Non Clustered Index:
Actual data of non clustered index is not directly found at leaf node, instead it has to take an additional step to find because it has only values of row locators pointing towards actual data.
Non clustered Index can't be sorted as clustered index. There can be multiple non clustered indexes per table, actually it depends on the sql server version we are using. Basically Sql server 2005 allows 249 Non Clustered Indexes and for above versions like 2008, 2016 it allows 999 Non Clustered Indexes per table.
Clustered Index - A clustered index defines the order in which data is physically stored in a table. Table data can be sorted in only way, therefore, there can be only one clustered index per table. In SQL Server, the primary key constraint automatically creates a clustered index on that particular column.

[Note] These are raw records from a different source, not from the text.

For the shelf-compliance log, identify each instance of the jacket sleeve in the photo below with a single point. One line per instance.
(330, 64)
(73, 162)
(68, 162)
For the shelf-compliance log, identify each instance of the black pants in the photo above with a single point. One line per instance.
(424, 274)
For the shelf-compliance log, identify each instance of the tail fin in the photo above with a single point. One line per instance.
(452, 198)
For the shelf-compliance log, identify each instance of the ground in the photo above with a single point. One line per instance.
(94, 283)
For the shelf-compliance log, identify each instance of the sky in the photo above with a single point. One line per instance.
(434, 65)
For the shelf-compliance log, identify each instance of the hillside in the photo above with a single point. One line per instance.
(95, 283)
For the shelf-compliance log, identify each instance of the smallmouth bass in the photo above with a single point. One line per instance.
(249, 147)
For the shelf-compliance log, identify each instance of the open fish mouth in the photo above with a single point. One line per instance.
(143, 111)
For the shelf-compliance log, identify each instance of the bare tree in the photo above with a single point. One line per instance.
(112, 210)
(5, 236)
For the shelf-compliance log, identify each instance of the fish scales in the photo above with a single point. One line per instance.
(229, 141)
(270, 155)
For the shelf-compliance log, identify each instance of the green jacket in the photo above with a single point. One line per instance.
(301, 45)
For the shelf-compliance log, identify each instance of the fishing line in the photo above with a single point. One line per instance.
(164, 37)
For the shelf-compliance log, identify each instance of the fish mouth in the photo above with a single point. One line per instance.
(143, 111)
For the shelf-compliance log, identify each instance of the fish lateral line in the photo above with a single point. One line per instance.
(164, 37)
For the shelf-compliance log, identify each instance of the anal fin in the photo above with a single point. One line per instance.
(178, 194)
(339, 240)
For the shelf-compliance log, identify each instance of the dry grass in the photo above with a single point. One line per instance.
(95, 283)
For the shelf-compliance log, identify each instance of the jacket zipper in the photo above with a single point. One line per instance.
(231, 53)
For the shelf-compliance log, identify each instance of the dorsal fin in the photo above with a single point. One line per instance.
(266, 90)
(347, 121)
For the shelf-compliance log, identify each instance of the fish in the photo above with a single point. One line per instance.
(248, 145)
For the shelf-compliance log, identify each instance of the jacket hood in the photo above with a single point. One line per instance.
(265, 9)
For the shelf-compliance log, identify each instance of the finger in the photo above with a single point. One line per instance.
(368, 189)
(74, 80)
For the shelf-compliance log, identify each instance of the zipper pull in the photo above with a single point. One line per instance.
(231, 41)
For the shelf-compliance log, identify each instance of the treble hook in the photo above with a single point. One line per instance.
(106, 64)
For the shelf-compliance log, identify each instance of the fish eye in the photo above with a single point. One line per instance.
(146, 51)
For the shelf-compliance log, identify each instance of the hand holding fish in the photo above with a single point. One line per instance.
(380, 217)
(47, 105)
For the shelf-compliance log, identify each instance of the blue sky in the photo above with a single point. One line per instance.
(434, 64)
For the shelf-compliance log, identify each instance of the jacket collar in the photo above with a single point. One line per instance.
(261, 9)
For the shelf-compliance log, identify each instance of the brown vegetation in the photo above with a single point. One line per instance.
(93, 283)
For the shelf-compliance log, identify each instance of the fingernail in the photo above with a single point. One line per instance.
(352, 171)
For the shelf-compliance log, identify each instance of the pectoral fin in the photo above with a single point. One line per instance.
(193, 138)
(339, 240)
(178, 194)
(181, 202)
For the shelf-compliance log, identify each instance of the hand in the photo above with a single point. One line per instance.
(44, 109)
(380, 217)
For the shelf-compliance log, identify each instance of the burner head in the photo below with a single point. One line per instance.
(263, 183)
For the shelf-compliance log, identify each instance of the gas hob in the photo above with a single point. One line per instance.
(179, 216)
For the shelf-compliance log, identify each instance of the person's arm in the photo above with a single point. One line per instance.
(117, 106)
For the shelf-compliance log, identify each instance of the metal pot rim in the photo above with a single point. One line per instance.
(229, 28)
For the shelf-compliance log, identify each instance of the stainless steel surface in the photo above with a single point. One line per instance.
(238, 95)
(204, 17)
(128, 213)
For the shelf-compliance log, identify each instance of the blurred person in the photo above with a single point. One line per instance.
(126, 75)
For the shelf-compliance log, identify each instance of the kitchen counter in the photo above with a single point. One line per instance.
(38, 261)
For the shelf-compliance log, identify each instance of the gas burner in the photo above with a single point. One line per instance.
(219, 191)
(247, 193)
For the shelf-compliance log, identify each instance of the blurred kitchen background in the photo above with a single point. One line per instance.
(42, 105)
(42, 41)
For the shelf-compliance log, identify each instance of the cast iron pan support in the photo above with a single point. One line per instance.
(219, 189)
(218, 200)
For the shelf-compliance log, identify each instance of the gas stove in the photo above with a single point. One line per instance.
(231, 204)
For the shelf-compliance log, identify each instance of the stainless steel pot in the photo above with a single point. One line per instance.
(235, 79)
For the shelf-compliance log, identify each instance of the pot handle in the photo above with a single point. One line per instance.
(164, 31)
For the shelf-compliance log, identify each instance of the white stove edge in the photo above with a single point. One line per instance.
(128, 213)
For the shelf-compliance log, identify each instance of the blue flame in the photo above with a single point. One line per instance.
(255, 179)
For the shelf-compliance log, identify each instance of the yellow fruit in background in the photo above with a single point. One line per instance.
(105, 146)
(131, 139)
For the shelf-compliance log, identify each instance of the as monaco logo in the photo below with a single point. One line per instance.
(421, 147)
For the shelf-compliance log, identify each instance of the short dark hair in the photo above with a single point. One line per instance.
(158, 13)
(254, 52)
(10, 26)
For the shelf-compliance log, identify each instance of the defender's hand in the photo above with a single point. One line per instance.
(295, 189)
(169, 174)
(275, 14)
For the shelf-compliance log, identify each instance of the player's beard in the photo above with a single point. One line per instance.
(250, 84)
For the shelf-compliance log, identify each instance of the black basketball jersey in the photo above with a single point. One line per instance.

Non-Clustered Index - A non-clustered index doesn’t sort the physical data inside the table. In fact, a non-clustered index is stored at one place and table data is stored in another place. This is similar to a textbook where the book content is located in one place and the index is located in another. This allows for more than one non-clustered index per table.It is important to mention here that inside the table the data will be sorted by a clustered index. However, inside the non-clustered index data is stored in the specified order. The index contains column values on which the index is created and the address of the record that the column value belongs to.When a query is issued against a column on which the index is created, the database will first go to the index and look for the address of the corresponding row in the table. It will then go to that row address and fetch other column values. It is due to this additional step that non-clustered indexes are slower than clustered indexes
Differences between clustered and Non-clustered index
There can be only one clustered index per table. However, you can
create multiple non-clustered indexes on a single table.
Clustered indexes only sort tables. Therefore, they do not consume
extra storage. Non-clustered indexes are stored in a separate place
from the actual table claiming more storage space.
Clustered indexes are faster than non-clustered indexes since they
don’t involve any extra lookup step.